From a young age, Sokon, like many boys in the town of Shuri, studied te, the precursor to modern karate. He later became a student of Sakugawa, also known as "Magic Hand," who resided in the village of Akata. It was Sakugawa who gave Sokon the nickname "Bush" - Warrior.

Training with other Masters

It is worth noting that Sokon became Sakugawa's student when the latter was already 78 years old. After the passing of the great master, Sokon continued his training under the guidance of Sakugawa's other top students such as Okuda, Makabe, Matsumoto, Ginowan, and Arakaki. He also studied under several other renowned masters on Okinawa. In 1830, he traveled to China and spent several years studying the art of Xuanwuquan.

Contributions and Accomplishments

Upon his return to Okinawa, Sokon established a school in Shuri called "Serin-ryu Gokoku-an Karate" (Karate School of Shaolin) with the aim of defending the homeland. He served as a personal bodyguard to the last three Okinawan kings and held the title of the Supreme Martial Arts Instructor of Okinawa in 1848.

Sokon was not only renowned in Okinawa but also traveled to Japan numerous times as a government official. During his visits, he recognized and studied various local martial arts styles, believing that they held an inexhaustible source of knowledge. There is evidence that Sokon underwent training in the Dzigen-ryu school, a comprehensive martial arts system that included jujutsu, kendō, battojutsu, and iaijutsu. He also gave due recognition to Okinawan kobudo, the practice of traditional weapons.

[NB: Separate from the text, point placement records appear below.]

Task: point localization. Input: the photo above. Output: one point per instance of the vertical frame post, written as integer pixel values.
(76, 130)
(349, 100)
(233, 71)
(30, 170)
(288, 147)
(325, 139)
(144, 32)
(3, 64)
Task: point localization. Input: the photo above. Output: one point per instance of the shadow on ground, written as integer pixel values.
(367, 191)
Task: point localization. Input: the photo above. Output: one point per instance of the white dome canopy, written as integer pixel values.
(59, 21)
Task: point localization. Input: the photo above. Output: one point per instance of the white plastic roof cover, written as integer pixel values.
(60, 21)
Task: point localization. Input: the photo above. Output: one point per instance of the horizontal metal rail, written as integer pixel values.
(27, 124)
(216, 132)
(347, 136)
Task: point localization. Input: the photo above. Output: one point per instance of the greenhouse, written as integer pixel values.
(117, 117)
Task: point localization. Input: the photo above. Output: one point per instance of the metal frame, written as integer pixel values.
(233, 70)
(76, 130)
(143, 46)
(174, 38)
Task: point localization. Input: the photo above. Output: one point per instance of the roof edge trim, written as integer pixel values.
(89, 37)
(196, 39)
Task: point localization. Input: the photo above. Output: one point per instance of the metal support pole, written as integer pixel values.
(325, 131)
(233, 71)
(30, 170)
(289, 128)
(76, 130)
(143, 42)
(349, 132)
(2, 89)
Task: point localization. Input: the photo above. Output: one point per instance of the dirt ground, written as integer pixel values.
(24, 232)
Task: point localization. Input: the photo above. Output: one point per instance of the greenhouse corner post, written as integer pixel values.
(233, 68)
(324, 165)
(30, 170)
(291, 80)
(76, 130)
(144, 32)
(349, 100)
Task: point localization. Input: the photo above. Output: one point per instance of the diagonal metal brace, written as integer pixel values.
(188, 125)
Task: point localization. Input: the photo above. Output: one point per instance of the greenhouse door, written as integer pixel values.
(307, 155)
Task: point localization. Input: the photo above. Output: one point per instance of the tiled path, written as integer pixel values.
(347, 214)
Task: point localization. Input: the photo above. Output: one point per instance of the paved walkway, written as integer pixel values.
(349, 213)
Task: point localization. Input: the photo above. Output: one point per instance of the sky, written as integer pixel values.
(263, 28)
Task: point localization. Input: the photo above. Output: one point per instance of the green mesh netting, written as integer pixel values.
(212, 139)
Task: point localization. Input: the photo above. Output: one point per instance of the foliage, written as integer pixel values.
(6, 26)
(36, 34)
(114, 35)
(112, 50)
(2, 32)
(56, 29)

After retiring from government service, Sokon taught karate in the village of Shikiyama near Shuri. He practiced a hard, powerful style of karate in the classical Shaolin manner. His emphasis was on speed, precision, explosive power, and mastery of basic techniques. He employed strong, injury-inflicting blocks, block-strikes, and stable stances, considering evasions and feints as dishonorable tricks. For a time, Sokon's methods dominated in Okinawa.

Legacy and Influence

Sokon was the first master to systematize karate without naming his style after himself. His influence was felt across almost all styles of martial arts in Okinawa. Some of his notable students include Itosu, Azato, Kyan, Yabu Kentsu, Hanashiro Chomo, Motobu Choyu, Kuba Raizō, and Motobu Chōki.

Sokon's technical arsenal can be partly understood through his treatise, "Busi Matsamura no Karate," which was preserved by his relatives and published in 1960 in Okinawa. Recognizing that not everyone could master all techniques, Sokon tailored his teachings to each individual's unique abilities. His motto was, "If you are struck with a hand, disable that hand; if with a leg, break it."

Matsamura Sokon's contributions to karate and his influence on Okinawan martial arts continue to be revered and celebrated to this day.